The Jonathan M. Tisch College of Civic Life hosted a discussion titled “Voting Machines Everyone Can Trust,” led by Dr. Ben Adida, co-founder and executive director of VotingWorks on Wednesday. Adida spoke about the history of voting machines, current voting practices and his approach to building the next generation of voting machines.
After earning his Ph.D. from MIT’s Cryptography and Information Security Group, Adida spent 12 years managing various engineering companies, with a focus on security and privacy. Adida founded VotingWorks in 2018 as a nonpartisan nonprofit.
VotingWorks supplies the only open-source voting system used in the United States, meaning the software’s source code is publicly accessible on the VotingWorks website. The company’s voting technology has been adopted in several counties across Mississippi and New Hampshire, and its audit software is used in 10 states.
Adida opened his talk by reminding the audience that although voting technology can always be improved, the voting machines being used in this election are still secure.
“We don’t do that for any other technology. We don’t say, ‘Hey, my car has lane departure warnings. Well, that’s it. I can’t drive my car anymore,” he said.
Beginning conceptually, Adida posed the question: “What’s so hard about voting?”
“We need your individual vote to be a secret from everyone, but we also need the election results to be trusted by all citizens,” Adida explained. “That’s what makes voting so hard, trying to resolve those tensions.”
Adida then spoke on why voting machines are needed at all. He acknowledged that voters tend to have the most trust in hand-counted votes. However, he also explained that the lack of uniform contests on U.S. ballots makes voting machines necessary.
“Houston once had a 96-contest ballot, and so when you think about the combinatorics of counting paper ballots with 96 contests on them, you can start to see how that’s hard,” Adida explained.
Despite voting technology being necessary to mitigate the challenges of managing complex ballots, Adida maintained that paper ballots are still necessary.
“If the record of your ballot is electronic, … there’s some software between you and the official record of your vote,” Adida said. “The nice thing about a paper ballot, [besides] that it’s been checked by the voter, is it can be recounted and audited.”
After establishing a conceptual framework around voting, Adida pivoted to how VotingWorks machinery can help provide fair and trusted elections in the U.S.
He explained that paper ballots and tabulation audits are not enough to optimize election security and focused on three areas where voting practices could be improved: technology, physical security of voting machines and transparency.

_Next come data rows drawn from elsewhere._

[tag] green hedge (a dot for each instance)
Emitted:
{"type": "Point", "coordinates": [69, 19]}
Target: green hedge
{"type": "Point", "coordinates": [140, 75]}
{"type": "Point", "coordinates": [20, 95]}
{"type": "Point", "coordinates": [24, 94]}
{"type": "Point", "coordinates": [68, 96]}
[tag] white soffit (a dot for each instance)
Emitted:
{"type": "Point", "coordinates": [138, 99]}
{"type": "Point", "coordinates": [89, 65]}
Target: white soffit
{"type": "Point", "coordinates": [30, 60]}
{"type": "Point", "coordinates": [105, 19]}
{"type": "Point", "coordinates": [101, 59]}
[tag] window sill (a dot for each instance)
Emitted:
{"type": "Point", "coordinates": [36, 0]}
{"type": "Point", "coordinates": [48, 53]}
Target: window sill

Voting technology failures may go unnoticed if they do not significantly impact election outcomes. When failures are suspected, auditing allows for mistakes to be corrected. Adida argued that an over-reliance on audits is problematic.
“Two weeks later you’re gonna run an audit and go, oops, never mind, we had a silent failure and actually this person’s president now,” he said. “That’s unacceptable. Public trust would be shattered by a system like that.”
VotingWorks’ machinery solves this problem by detecting potential errors early. For example, if a VotingWorks ballot is altered, the unique hash of its QR code will be destroyed, resulting in the machine rejecting the ballot. This prevents the faulty ballot from being counted.
“You’re going to have failures in your system,” Adida said. “You should build a voting system such that when [things] happen, you catch it really early.”
VotingWorks technology also increases the physical security of voting machines. Adida explained how the machines are unlocked by something similar to a bank card in terms of security.
“Is it perfect? No,” Adida said. However, he said that quick security checks would allow them to place more trust in their voting system. “But [If I said], ‘Well, let me do this quick 30-second check on the machine [and it checks out]’ you can be pretty confident you don’t have to trash that machine? Yes.”
The final issue addressed by VotingWorks machines is transparency. VotingWorks offers open-source code which means that their operating code and the names of engineers responsible for writing and approving each component are publicly available for inspection.
“I think of it like an open-kitchen restaurant,” Adida explained. “You walk in and you see the folks making your food. … Chances are they’re less likely to go from raw [meat] to cooked and back without cleaning their knives because people are watching. … There’s a bit of a higher bar that we hold ourselves to when we do our work in public.”
The demonstration of Adida’s machine showcased its exclusive card access, the ejection of faulty ballots and the ease of the machine’s operation. The audience enjoyed a short wait to submit their tester ballots due to the machine’s quick processing speed.
After the talk, the Daily spoke with Adida, who expressed optimism about the future of voting machines amid the heightened public scrutiny surrounding elections.
“We have to keep staying ahead,” he said. “It’s a process with absolute layers of defense, and each layer is imperfect, but together, it’s pretty hard for folks to hack the system.”